The collection tries to make a case for a Universal studio house style with a bonus disk full of documentaries about the studio’s history, a group of its less-famous-than-Disney cartoon shorts and some short films from the early days. The documentaries about studio founder Carl Laemmle and superagent-turned-studio-head Lew Wasserman give a broad idea about the philosophies that fueled the studio for most of existence but they don’t have much to say about the last two decades.

There are some other curious decisions. The Birds wouldn’t really be anyone’s first choice as an example of Hitchock’s best work. There are some incredible films included in the 100th anniversary reissue program that would’ve made this collection more compelling, including The Deer Hunter, Born on the 4th of July, Fast Times at Ridgemont High, Airport, High Plains Drifter and Casino.

Who’s the ideal customer for this box set? If you or someone you know wants even half of the movies in this collection, it might might a great gift. I worked for one of Universal’s record companies back in the Lew Wasserman days, so I was really interested in the documentaries because I already knew the company history. Maybe they’re going to give it prominent placement in the Universal Studios gift shop and promote it on the tour in hopes that enthusiastic visitors will make an impulse purchase. That might work if they offer to ship it back home for free. Otherwise, it’s hard to imagine too many customers who were just waiting for a way to get Rock Hudson and Doris Day in Pillow Talk and The Bourne Identity at the same time.

1 Comment

  1. Robert Abbott says:

    I started going to the movies around the time Pillow Talk came out, I don’t feel compelled to have it in my movie collection.
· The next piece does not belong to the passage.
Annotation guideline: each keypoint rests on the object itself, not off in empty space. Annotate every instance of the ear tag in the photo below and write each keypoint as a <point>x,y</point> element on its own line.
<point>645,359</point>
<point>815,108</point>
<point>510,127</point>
I am surprised that given all his assets that Spielberg didn’t buy Universal, considering he got his start there. I can only guess that the suits chose Mamma Mia, The Fast and the Furious and Desperate Me as “examples” of the audience they are reaching now. The trend is to just get bodies into seats. I don’t go to the movies as much as I used to. Heck, most of them are going to end up on DVD anyway.